U.S. Steps Up Its Effort Against a European System of Fees on Airline Emissions


The United States has stepped up pressure to prevent Europe from charging foreign airlines for greenhouse gas emissions when they take off and land there.

Yet even as authorities in the United States seek to build support against the European system, some major carriers in the United States have started taking steps to comply with the rules, which take effect in 2012. Participating now will enable airlines to avoid paying most of the cost of permits for their carbon emissions for years to come.

The law, which European Union governments approved two years ago, represents the boldest attempt by Europe to push other parts of the world to adopt its standards for controlling greenhouse gases. It has prompted bitter criticism from the airline industry in Europe and abroad, especially from carriers in the United States.

Under the law, airlines would not be charged for 85 percent of the cost of permits needed to cover their emissions until the end of the decade. Still, compliance would cost the industry at least 2.4 billion euros, or about $3 billion, a year, according to the International Air Transport Association, a trade group. It said much of the cost would be passed on to travelers in higher ticket prices.
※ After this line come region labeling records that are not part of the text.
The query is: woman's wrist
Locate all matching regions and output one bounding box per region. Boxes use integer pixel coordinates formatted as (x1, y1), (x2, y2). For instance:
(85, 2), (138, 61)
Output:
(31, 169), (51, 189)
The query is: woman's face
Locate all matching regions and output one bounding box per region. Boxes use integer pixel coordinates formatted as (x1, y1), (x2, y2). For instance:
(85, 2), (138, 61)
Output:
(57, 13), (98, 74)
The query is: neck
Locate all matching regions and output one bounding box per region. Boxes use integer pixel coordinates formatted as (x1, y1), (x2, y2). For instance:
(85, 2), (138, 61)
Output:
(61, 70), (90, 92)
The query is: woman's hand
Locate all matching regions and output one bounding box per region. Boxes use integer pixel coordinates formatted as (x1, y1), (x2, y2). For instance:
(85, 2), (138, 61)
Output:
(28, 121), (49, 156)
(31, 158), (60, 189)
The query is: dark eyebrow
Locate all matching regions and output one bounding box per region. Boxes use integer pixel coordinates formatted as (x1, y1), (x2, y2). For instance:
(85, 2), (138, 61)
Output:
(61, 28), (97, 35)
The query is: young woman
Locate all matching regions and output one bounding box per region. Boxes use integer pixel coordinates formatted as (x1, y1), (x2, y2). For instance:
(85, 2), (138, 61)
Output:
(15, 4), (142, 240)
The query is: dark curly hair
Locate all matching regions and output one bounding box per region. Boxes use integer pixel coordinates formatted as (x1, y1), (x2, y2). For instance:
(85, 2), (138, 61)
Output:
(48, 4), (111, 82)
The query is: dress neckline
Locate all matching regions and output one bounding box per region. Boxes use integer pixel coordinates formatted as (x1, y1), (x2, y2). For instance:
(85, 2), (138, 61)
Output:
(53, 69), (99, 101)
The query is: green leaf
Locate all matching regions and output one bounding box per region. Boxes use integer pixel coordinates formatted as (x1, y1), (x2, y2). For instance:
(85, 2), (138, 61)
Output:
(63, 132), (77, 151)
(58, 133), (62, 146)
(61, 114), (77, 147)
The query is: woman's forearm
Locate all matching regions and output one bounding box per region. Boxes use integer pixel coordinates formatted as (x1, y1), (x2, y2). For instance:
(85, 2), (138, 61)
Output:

To supplement the initial allocation, airlines would be able to buy the additional permits they need directly from European Union governments or on so-called carbon markets, which are based largely in Europe. The business, also known as cap and trade, was worth about $140 billion last year.
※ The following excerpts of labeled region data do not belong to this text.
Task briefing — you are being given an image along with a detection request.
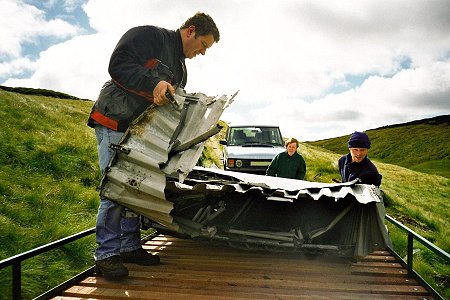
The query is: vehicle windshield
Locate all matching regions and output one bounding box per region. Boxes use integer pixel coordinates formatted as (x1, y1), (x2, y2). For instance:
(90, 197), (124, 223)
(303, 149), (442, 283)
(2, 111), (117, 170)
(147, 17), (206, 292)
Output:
(228, 126), (283, 146)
Heavy industries like cement and steel have had to comply with cap and trade rules since 2005.

European Union authorities had been optimistic that President Obama would take a fresh look at the Bush administration’s opposition to the system.

But in recent days, the United States, Canada and Mexico have urged the International Civil Aviation Organization, an influential United Nations body, to pass a resolution stating that countries “seeking to implement an emissions trading system that applies to other contracting states’ aircraft operators” do so only “on the basis of mutual agreement.”

In a copy of the submission seen by The International Herald Tribune, the United States, Canada and Mexico acknowledged that pressure was increasing to establish international rules on aviation emissions.

But they said there was “no consensus on such a global approach at this time,” adding that disagreement remained among countries on “the application of one state’s emissions trading system to another state’s airlines.”

If agreed upon, the resolution would be nonbinding. But it would add to international pressure on Europe to at least delay the start of its system.

Julie Oettinger, an assistant administrator at the Federal Aviation Administration, said, “Our hope is that the language we provided can gain global acceptance, and serve as a middle option that is acceptable to the European Union as well as countries that oppose inclusion of their carriers” in the European system.

Such resolutions “have a political weight behind them,” Ms. Oettinger said by e-mail Thursday.

Connie Hedegaard, the European Union commissioner for climate action, said on Thursday that the United States had effectively demanded a “veto right over what measures states can take to limit the climate impacts of aviation.”

That, Ms. Hedegaard said, was “obviously a recipe for continued global inaction and not what we need to move this agenda forward in a positive and constructive way.”

She said it was wrong for the United States “to seek to put up barriers for others” when it had not yet even enacted any legislation of its own.

Ms. Hedegaard added that changing the start date would require the law to be revised by European Union legislators.

Other officials said they were determined to proceed with the plan because emissions from airlines had shot up in the last 20 years as access to air transport had spread. International aviation was left out of the Kyoto Protocol, while most other industrial sectors in developed countries had been included.

Ms. Oettinger of the F.A.A. said the Obama administration “is committed to addressing climate change, including emissions from international aviation.” She said the United States was seeking agreement at the International Civil Aviation Organization “on a more ambitious global goal” of carbon-neutral growth by 2020, using 2005 as the baseline.

Participation by United States carriers has always been critical to the system’s success, since without them, European carriers could argue that they faced too much of a competitive disadvantage.

“If European airlines were alone in the scheme, they would fight it tooth and nail,” said David Henderson, a spokesman for the Association of European Airlines.

United, American, Continental and other airlines have submitted monitoring plans to British authorities and had these approved, and are expected to apply for the free allocation, according to European Union officials.

At the same time, United, Continental and American are challenging the system at the High Court in London. Led by the Air Transport Association of America, the airlines complained that the measures were adopted without the agreement of other countries and were contrary to the principle that countries had sovereignty over their airspace. The airlines also said the measures constituted an improper tax or charge.

In May, the High Court announced that it would refer the case to the European Court of Justice, the bloc’s highest tribunal, on the grounds that the challenge raised questions about the wider European Union law.